The Archive Contagion
“Monopolies of Knowledge” & the Centralisation of Power
In order to understand society’s infatuation with archival, this essay will look at Canadian scholar, Harold Innis’ conceptualisation of “monopolies of knowledge.”
Through a criticism of Innis’ dialectical theory of dominant media forms and an analysis of “monopolies of knowledge” it reveals the impacts that archives have on society as well as the types of authority that particular archives assist and challenge.
Over the centuries the definition of “archive” has changed significantly from a ‘residence of the superior magistrates… [and] those who commanded… [where] official documents [were] filed-’ to ‘a collection of information permanently stored on the Internet’ (Derrida 1996, p. 2). This shift in definition is indicative of the changing nature of “monopolies of knowledge” over time.
Merging Archives with “Monopolies of Knowledge”
Throughout history we have witnessed the rise and fall of technological mediums.
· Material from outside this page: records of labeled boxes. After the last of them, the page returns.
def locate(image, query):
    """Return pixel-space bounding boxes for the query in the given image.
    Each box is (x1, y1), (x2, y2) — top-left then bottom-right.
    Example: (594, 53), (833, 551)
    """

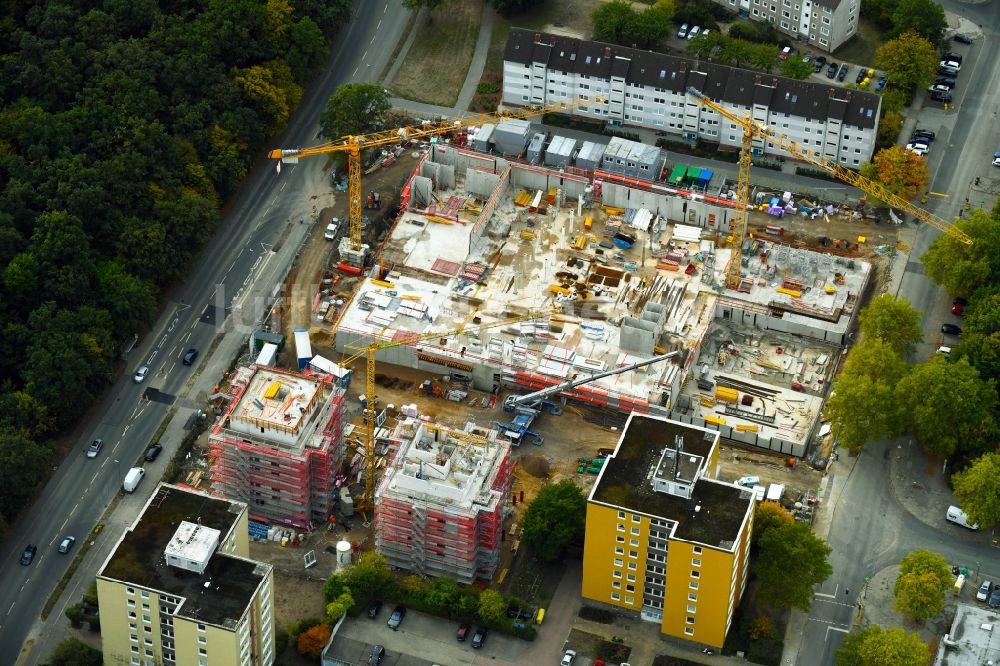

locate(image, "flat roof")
(98, 483), (271, 628)
(590, 413), (753, 550)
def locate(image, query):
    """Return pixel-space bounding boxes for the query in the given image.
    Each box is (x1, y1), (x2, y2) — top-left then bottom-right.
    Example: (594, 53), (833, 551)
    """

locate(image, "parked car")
(21, 543), (38, 566)
(387, 606), (406, 631)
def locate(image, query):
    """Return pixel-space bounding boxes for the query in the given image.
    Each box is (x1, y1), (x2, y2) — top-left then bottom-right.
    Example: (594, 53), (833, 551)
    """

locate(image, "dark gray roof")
(504, 28), (881, 129)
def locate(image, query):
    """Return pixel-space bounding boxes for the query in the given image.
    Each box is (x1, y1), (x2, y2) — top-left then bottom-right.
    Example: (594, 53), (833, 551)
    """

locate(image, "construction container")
(715, 386), (740, 404)
(493, 119), (531, 155)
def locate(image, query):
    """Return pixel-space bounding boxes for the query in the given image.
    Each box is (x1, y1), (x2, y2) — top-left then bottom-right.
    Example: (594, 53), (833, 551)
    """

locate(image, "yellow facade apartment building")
(97, 484), (275, 666)
(582, 413), (754, 648)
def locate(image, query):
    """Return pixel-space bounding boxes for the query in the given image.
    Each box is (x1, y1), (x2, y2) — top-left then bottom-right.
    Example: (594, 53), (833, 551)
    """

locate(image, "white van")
(122, 467), (146, 493)
(944, 506), (979, 530)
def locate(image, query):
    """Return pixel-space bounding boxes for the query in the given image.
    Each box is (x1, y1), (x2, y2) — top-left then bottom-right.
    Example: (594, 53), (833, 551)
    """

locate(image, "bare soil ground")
(389, 0), (483, 106)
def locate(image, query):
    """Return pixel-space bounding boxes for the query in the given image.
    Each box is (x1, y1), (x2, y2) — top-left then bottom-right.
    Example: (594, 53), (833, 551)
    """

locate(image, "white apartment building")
(503, 28), (882, 168)
(713, 0), (861, 53)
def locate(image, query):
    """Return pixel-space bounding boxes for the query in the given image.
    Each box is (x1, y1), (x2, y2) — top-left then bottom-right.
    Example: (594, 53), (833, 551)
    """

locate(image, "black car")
(387, 606), (406, 631)
(21, 543), (38, 566)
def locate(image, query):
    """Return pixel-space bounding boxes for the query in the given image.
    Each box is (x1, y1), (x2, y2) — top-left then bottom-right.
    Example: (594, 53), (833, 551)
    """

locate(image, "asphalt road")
(0, 0), (410, 663)
(799, 0), (1000, 666)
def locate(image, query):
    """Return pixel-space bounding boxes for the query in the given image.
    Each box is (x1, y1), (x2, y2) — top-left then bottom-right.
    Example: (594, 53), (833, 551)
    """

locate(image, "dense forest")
(0, 0), (350, 523)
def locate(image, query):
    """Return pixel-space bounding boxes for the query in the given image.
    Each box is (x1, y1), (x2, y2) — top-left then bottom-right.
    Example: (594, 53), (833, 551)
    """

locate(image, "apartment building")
(97, 483), (275, 666)
(714, 0), (861, 53)
(503, 28), (882, 168)
(582, 412), (754, 648)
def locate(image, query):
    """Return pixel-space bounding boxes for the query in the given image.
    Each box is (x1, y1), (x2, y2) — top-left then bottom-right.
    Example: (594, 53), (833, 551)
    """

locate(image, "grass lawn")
(833, 18), (882, 67)
(389, 0), (483, 106)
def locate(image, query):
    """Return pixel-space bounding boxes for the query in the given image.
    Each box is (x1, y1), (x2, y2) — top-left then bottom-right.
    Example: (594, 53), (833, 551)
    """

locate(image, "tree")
(295, 624), (330, 658)
(861, 146), (930, 199)
(836, 624), (931, 666)
(896, 357), (997, 457)
(889, 0), (948, 44)
(858, 294), (924, 357)
(755, 521), (833, 611)
(48, 638), (104, 666)
(343, 550), (392, 599)
(523, 479), (587, 562)
(753, 501), (794, 543)
(478, 589), (507, 625)
(951, 453), (1000, 525)
(319, 83), (390, 140)
(875, 31), (938, 89)
(492, 0), (545, 16)
(920, 210), (1000, 296)
(892, 572), (948, 624)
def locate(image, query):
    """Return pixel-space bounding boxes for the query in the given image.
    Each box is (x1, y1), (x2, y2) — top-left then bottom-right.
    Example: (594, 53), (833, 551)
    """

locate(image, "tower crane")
(267, 98), (602, 264)
(688, 88), (972, 289)
(342, 308), (561, 511)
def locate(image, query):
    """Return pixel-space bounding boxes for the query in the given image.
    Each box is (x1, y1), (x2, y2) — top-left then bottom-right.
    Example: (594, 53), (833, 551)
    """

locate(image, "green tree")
(478, 589), (507, 625)
(889, 0), (948, 44)
(920, 210), (1000, 296)
(875, 31), (938, 89)
(836, 624), (931, 666)
(858, 294), (924, 357)
(319, 83), (390, 141)
(951, 452), (1000, 525)
(48, 638), (104, 666)
(523, 479), (587, 562)
(896, 357), (997, 457)
(755, 521), (833, 611)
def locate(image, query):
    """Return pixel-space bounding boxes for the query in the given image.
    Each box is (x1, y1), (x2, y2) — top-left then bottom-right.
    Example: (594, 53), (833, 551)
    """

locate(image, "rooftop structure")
(209, 366), (344, 528)
(375, 419), (513, 583)
(97, 484), (274, 664)
(582, 414), (754, 648)
(934, 604), (1000, 666)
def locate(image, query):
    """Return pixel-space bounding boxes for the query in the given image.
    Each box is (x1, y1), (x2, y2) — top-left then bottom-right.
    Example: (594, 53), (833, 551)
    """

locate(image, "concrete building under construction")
(375, 419), (513, 583)
(209, 366), (344, 529)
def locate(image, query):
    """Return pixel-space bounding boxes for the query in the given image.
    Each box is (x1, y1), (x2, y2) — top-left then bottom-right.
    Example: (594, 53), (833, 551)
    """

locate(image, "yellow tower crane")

The advent of innovative technologies gives rise to new and peculiar types of “monopolies of knowledge”, which often are congruent to the ruling class’ agenda. This is explicated in Innis’ statement that, ‘the complex system of writing becomes the possession of a special class and tends to support aristocracies’ (Innis 1951, p. 4). Consequently, the government of the day seeks to maintain their power via communications technologies (Watson 2006, p. 357).
This ideology is impliedly elucidated in Innis’ assertion:
‘[C]ivilization has been dominated at different stages by various media of communication such as clay, papyrus, parchment, and paper produced first from rags and then from wood. Each medium has its significance for the type of monopoly of knowledge which will be built and which will destroy the conditions suited to creative thought and be displaced by a new medium with its peculiar type of monopoly of knowledge’ (Innis 1949, p. 5).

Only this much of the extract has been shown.